Methods Newly diagnosed MND patients prospectively underwent clinical assessment and were classified according to their phenotype. Muscle and nerve ultrasound, neurophysiological studies and threshold tracking TMS (TT–TMS) were performed in all four limbs. Cognitive testing and diffusion tensor imaging (DTI, peripheral and central) were additionally performed. The differences in neuronal vulnerability within each phenotype were analysed cross-sectionally and longitudinally.

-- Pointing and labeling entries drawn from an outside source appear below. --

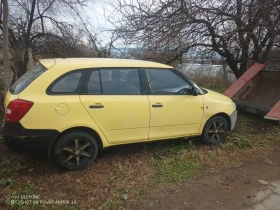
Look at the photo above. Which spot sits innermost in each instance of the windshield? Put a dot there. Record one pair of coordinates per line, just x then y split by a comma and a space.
27, 79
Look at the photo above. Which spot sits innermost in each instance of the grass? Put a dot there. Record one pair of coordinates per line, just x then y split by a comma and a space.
123, 176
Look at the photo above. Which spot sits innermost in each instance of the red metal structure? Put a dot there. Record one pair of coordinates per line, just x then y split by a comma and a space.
257, 91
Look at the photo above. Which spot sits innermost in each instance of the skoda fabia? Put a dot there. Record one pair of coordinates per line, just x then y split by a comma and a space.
69, 109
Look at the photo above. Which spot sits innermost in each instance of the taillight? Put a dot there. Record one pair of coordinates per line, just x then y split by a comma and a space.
17, 109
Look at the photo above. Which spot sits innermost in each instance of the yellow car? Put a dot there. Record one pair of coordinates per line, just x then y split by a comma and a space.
69, 109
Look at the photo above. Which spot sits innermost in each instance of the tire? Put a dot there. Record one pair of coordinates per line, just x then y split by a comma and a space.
215, 130
75, 150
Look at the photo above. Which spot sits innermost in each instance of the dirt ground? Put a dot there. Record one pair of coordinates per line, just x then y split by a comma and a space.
234, 188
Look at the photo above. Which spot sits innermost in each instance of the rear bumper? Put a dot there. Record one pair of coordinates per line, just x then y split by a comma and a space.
233, 118
28, 141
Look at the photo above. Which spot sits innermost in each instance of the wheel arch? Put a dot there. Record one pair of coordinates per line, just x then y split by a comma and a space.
224, 115
79, 128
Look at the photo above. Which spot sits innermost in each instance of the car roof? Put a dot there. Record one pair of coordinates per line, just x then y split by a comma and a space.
100, 63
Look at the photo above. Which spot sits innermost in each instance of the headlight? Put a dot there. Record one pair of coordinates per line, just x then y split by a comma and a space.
233, 104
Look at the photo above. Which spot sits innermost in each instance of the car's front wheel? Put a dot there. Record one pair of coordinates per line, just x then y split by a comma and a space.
215, 130
75, 150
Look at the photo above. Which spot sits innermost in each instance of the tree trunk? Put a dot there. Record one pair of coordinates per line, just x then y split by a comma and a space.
6, 66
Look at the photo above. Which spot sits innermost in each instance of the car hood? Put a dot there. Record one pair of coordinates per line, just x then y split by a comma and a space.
216, 95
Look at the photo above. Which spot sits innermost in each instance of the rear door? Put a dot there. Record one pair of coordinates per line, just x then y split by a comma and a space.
175, 111
114, 100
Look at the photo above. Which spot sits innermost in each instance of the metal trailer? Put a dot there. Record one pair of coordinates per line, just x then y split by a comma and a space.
257, 91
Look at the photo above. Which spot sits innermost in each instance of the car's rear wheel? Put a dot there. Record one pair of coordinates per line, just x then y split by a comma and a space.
75, 150
215, 130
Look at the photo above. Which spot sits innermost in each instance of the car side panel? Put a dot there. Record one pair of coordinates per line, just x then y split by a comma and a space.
214, 106
123, 119
48, 111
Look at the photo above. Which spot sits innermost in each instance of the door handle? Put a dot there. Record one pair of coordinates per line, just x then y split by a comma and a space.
157, 105
96, 106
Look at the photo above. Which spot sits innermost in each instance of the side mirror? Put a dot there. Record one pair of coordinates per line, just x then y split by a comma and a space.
195, 92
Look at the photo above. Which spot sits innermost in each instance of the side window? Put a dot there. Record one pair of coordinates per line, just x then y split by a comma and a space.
93, 86
165, 82
67, 83
120, 81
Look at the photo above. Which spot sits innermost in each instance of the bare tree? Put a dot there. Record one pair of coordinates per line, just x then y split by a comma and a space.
6, 65
41, 26
238, 30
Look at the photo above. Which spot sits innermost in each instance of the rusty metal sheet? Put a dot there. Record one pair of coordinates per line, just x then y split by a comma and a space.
244, 79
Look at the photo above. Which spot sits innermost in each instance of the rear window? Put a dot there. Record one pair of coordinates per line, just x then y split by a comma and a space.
27, 79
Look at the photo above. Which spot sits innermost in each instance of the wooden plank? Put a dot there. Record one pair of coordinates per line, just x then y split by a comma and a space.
274, 113
244, 79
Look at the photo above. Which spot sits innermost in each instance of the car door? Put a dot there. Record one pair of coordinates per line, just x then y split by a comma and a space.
114, 100
175, 111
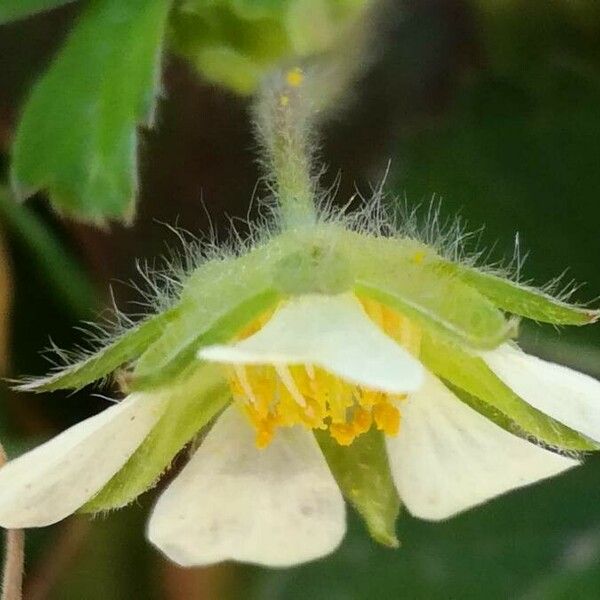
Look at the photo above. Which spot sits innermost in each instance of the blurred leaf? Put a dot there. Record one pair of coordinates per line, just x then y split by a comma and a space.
11, 10
77, 136
58, 266
363, 474
521, 299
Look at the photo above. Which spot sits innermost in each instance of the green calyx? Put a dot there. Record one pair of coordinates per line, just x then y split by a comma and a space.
223, 296
190, 406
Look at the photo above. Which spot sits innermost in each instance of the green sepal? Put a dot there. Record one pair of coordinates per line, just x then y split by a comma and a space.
191, 405
158, 366
126, 347
78, 133
471, 374
363, 473
395, 273
11, 10
523, 300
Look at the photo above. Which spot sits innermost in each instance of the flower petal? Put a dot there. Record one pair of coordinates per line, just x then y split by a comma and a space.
448, 458
562, 393
332, 332
278, 506
52, 481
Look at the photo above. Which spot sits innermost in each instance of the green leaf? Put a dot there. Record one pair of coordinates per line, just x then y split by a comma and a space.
11, 10
523, 300
126, 347
363, 474
191, 406
471, 374
77, 137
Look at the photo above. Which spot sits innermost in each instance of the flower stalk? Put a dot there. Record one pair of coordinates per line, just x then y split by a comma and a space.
283, 121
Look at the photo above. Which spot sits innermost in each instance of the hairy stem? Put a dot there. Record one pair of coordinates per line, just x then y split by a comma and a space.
12, 577
283, 120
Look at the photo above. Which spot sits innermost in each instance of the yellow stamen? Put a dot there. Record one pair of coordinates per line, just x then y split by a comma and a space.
387, 418
274, 396
294, 77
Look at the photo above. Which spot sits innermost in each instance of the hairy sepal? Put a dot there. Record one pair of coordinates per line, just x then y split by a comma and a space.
78, 133
470, 373
124, 348
521, 299
223, 296
395, 273
219, 299
363, 474
191, 405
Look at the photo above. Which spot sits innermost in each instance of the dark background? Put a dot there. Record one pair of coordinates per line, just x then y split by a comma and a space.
492, 106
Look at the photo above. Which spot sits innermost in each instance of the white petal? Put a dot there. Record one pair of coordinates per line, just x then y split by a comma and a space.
55, 479
562, 393
448, 458
278, 506
332, 332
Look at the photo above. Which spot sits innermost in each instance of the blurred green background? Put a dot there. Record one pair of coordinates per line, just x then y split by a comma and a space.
492, 106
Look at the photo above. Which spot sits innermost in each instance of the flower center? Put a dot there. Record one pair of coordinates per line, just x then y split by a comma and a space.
274, 396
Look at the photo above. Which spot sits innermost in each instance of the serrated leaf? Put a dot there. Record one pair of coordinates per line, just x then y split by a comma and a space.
77, 136
191, 406
127, 346
524, 300
363, 474
11, 10
471, 374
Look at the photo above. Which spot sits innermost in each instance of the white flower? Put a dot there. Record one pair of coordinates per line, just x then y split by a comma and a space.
259, 489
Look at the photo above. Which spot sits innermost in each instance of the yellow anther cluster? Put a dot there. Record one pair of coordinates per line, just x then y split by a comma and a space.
284, 396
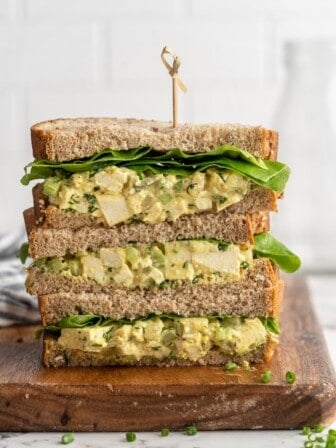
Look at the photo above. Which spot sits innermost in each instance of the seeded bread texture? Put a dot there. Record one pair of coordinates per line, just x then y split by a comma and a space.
237, 228
54, 355
258, 199
75, 138
253, 301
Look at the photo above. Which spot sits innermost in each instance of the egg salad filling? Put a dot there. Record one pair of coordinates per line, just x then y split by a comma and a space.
195, 261
117, 194
168, 336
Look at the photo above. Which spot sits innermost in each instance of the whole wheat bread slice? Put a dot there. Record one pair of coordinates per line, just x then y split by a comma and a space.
55, 355
261, 274
75, 138
250, 299
257, 200
236, 228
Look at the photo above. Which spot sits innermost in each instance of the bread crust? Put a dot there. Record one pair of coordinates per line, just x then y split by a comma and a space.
75, 138
54, 355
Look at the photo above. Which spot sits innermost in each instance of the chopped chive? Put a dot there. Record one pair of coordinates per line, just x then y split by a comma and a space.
266, 377
164, 432
24, 252
178, 187
290, 377
67, 438
191, 430
231, 366
190, 187
308, 444
222, 246
196, 279
130, 436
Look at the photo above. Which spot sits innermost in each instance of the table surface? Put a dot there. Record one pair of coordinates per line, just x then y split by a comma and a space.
322, 290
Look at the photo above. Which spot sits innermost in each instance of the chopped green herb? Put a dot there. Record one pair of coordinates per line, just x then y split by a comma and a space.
74, 199
23, 252
165, 284
190, 187
308, 444
107, 335
266, 377
164, 432
231, 366
196, 279
271, 324
318, 428
179, 186
130, 436
290, 377
220, 199
246, 366
191, 430
222, 246
67, 438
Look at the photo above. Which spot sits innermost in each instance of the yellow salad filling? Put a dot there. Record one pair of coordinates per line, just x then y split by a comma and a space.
194, 261
160, 338
119, 195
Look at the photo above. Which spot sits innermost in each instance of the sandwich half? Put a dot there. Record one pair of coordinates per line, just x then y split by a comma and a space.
150, 244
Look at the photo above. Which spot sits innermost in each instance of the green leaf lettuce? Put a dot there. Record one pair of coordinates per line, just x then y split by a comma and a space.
265, 245
266, 173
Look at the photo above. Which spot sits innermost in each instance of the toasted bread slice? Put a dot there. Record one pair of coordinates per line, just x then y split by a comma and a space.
75, 138
236, 228
257, 200
245, 298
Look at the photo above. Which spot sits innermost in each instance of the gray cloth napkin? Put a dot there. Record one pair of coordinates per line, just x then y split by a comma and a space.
16, 306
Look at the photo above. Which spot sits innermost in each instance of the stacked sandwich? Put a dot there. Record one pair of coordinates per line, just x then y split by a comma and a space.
150, 244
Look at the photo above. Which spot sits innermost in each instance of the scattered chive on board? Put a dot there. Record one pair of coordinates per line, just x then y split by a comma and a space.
164, 432
266, 377
67, 438
130, 436
191, 430
231, 366
290, 377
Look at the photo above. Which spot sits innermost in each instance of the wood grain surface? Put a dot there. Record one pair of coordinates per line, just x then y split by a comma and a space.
34, 398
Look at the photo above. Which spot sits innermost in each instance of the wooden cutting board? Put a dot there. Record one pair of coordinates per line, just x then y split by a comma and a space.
33, 398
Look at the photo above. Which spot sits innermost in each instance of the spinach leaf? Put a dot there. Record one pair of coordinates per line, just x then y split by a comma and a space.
265, 245
267, 173
23, 252
271, 324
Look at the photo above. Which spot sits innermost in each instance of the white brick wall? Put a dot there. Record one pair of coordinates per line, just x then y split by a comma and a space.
102, 57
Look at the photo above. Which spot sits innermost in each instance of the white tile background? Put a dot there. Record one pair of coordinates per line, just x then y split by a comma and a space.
102, 57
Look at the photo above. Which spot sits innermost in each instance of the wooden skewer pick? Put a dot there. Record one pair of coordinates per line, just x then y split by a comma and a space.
177, 82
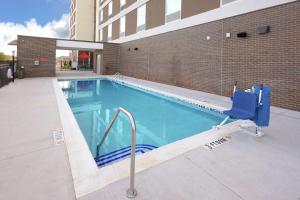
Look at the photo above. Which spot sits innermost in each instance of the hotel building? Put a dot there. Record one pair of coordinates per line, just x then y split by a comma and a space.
204, 44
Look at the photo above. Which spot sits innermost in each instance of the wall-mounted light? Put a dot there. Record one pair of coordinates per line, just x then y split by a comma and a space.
263, 29
242, 34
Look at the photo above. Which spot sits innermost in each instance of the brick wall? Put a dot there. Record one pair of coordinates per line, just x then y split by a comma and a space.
30, 48
187, 59
110, 58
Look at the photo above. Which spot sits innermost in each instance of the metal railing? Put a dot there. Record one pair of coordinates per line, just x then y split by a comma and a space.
116, 76
131, 192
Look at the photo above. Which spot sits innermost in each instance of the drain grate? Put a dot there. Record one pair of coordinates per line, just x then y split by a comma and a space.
217, 142
58, 136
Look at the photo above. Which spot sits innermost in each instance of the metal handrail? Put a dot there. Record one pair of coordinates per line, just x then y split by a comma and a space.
131, 192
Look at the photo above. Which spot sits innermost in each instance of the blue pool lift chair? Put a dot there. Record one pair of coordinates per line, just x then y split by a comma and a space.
251, 105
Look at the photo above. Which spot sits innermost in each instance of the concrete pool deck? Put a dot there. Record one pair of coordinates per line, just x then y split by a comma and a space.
244, 168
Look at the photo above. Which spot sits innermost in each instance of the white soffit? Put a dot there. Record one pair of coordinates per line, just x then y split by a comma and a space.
67, 44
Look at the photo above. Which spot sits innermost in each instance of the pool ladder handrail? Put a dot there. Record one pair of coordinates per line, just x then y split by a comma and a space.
131, 192
117, 76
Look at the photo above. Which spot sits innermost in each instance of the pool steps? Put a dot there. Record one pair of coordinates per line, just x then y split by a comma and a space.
121, 154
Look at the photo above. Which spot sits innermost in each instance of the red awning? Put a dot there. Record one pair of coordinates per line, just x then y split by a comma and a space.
83, 56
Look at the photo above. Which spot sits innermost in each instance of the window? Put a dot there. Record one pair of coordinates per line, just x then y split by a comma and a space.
110, 8
109, 32
141, 18
226, 1
122, 26
100, 35
173, 10
122, 4
101, 16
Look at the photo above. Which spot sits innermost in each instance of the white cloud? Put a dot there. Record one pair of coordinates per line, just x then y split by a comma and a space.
9, 31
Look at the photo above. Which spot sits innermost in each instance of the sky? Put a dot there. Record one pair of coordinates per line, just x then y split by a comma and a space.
45, 18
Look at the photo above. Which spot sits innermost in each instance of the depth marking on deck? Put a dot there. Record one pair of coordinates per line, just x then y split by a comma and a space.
58, 136
217, 142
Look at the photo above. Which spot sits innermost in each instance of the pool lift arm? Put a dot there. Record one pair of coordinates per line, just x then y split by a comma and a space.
258, 128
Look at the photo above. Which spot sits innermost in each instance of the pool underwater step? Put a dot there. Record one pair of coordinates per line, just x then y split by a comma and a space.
121, 154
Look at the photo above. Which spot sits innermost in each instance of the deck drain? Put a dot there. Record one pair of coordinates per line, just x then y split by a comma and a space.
58, 136
217, 142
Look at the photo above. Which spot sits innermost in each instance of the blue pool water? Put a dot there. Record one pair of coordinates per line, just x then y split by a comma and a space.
160, 120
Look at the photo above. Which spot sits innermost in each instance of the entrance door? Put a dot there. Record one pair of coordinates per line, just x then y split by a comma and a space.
98, 64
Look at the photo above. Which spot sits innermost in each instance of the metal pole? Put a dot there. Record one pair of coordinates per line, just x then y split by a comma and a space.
131, 192
13, 67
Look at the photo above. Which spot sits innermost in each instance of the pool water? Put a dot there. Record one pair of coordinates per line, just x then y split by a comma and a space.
160, 120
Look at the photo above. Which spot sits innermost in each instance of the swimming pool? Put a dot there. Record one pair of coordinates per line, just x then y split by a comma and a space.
160, 120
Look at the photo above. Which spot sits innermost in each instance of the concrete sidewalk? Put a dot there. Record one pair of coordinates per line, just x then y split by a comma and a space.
31, 166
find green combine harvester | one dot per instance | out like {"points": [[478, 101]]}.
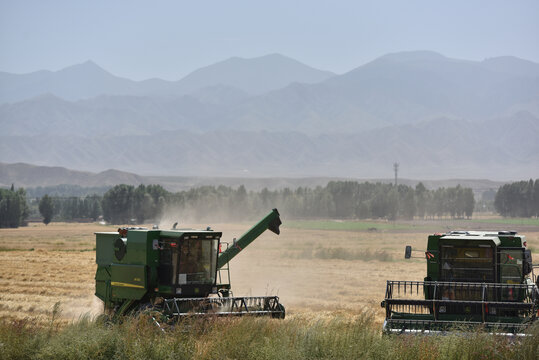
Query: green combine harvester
{"points": [[474, 278], [176, 273]]}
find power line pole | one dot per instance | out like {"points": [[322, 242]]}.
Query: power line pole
{"points": [[396, 168]]}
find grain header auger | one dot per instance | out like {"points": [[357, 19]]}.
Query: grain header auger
{"points": [[176, 273], [474, 278]]}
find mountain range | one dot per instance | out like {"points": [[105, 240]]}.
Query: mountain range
{"points": [[273, 116]]}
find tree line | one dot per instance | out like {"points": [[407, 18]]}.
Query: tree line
{"points": [[518, 199], [337, 200], [13, 207]]}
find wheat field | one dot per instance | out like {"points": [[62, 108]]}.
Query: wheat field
{"points": [[44, 265]]}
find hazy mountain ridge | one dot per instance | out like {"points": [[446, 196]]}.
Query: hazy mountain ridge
{"points": [[395, 89], [438, 117], [25, 175], [32, 176], [436, 149], [253, 76]]}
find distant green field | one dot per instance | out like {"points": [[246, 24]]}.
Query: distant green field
{"points": [[350, 225], [510, 221]]}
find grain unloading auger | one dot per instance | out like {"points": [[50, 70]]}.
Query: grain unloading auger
{"points": [[473, 279], [177, 273]]}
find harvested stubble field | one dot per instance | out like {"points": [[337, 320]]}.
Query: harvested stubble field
{"points": [[309, 269], [319, 275]]}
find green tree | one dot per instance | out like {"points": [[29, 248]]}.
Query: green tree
{"points": [[118, 204], [46, 209]]}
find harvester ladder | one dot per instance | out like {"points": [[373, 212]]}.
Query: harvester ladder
{"points": [[225, 269]]}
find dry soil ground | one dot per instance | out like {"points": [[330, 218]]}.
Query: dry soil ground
{"points": [[42, 265]]}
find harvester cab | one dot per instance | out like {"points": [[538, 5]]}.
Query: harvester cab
{"points": [[473, 278], [177, 272]]}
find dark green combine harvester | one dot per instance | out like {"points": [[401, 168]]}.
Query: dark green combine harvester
{"points": [[178, 272], [473, 279]]}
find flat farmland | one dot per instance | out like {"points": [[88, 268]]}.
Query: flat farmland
{"points": [[310, 269]]}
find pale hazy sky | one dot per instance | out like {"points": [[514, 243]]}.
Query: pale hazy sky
{"points": [[168, 39]]}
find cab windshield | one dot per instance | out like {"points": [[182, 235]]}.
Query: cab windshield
{"points": [[469, 264], [197, 261]]}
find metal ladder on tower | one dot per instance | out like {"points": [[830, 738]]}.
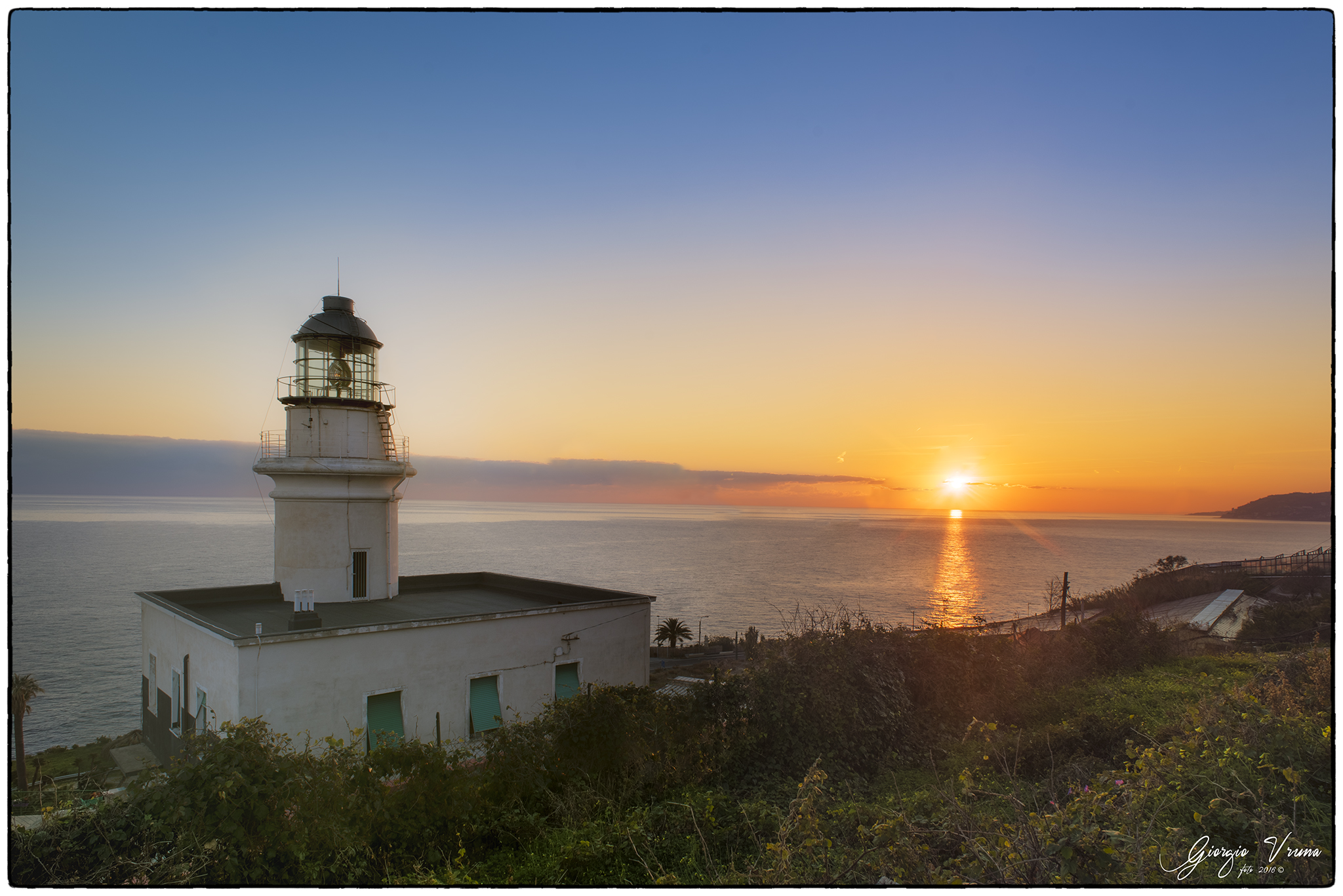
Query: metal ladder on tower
{"points": [[384, 423]]}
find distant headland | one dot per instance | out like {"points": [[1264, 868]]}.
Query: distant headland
{"points": [[1302, 507]]}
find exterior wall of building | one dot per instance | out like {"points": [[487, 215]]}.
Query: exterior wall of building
{"points": [[205, 660], [319, 430], [320, 686], [328, 509]]}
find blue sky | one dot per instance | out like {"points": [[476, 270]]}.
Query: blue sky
{"points": [[531, 207]]}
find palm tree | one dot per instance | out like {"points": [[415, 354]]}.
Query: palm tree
{"points": [[673, 631], [22, 690]]}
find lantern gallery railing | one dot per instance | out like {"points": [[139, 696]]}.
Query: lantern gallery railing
{"points": [[274, 444], [338, 387]]}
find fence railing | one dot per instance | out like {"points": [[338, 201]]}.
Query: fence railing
{"points": [[382, 394], [274, 444], [1317, 562]]}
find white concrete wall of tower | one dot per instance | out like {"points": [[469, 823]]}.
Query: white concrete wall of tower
{"points": [[317, 683], [321, 430], [325, 511]]}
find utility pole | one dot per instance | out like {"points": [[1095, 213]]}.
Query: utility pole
{"points": [[1062, 608]]}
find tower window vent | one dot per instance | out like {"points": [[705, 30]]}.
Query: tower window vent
{"points": [[359, 574]]}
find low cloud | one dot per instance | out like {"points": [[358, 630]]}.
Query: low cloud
{"points": [[47, 463], [473, 480]]}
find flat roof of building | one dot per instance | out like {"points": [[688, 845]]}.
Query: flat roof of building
{"points": [[454, 596]]}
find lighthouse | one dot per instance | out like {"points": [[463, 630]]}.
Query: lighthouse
{"points": [[340, 642], [338, 465]]}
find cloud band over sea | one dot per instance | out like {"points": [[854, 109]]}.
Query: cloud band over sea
{"points": [[49, 463]]}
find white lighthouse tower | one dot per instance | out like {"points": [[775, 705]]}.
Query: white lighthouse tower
{"points": [[336, 467]]}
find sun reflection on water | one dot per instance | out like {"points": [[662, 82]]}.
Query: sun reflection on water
{"points": [[957, 589]]}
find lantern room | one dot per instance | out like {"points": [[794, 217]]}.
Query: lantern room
{"points": [[336, 359]]}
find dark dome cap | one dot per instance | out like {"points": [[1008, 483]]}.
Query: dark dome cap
{"points": [[336, 320]]}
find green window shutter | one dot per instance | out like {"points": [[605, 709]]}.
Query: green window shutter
{"points": [[566, 680], [384, 718], [485, 704]]}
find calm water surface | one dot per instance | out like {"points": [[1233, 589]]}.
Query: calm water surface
{"points": [[77, 562]]}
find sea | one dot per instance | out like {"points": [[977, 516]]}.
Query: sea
{"points": [[77, 562]]}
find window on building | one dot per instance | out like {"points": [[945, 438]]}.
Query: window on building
{"points": [[384, 718], [359, 574], [485, 704], [175, 715], [566, 680], [152, 696]]}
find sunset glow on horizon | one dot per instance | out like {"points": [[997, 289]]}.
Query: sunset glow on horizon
{"points": [[995, 262]]}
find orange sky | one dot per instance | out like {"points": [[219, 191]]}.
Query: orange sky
{"points": [[875, 246]]}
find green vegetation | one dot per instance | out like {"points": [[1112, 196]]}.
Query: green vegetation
{"points": [[848, 752]]}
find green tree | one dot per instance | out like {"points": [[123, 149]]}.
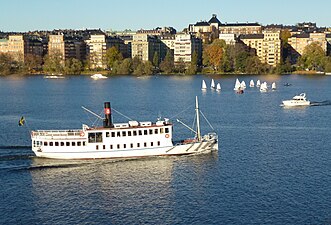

Results Techniques were first established in controls. Lower limb TT-TMS normal values (n=35) showed no statistically significant difference from upper limb (11.5+1.2 vs 11.3+1.1) and no significant interhemispheric differences (p=0.8). Novel testing of all 4-limbs in patients revealed differences in the pattern and spread of UMN and LMN vulnerability. Peripheral DTI metrics identified early axonal degeneration in the pre-symptomatic upper limb, correlating with clinical and neurophysiological markers of disease progression. Cortical hyperexcitability was associated with the clinically symptomatic limb as well site of onset in all phenotypes. In upper limb onset patients, clinical asymmetry correlated with synchronous asymmetry in LMN and UMN involvement, with significant interhemispheric differences in cortical hyperexcitability (p=0.05).

Conclusions This phenotype specific analysis is allowing different patterns of neuronal vulnerability to emerge, with the potential to use these multimodal techniques to develop robust biomarkers of disease. This work is enabling a greater understanding of the patterns of disease spread, will identify prognostic differences across phenotypes and inevitably, response to new therapies.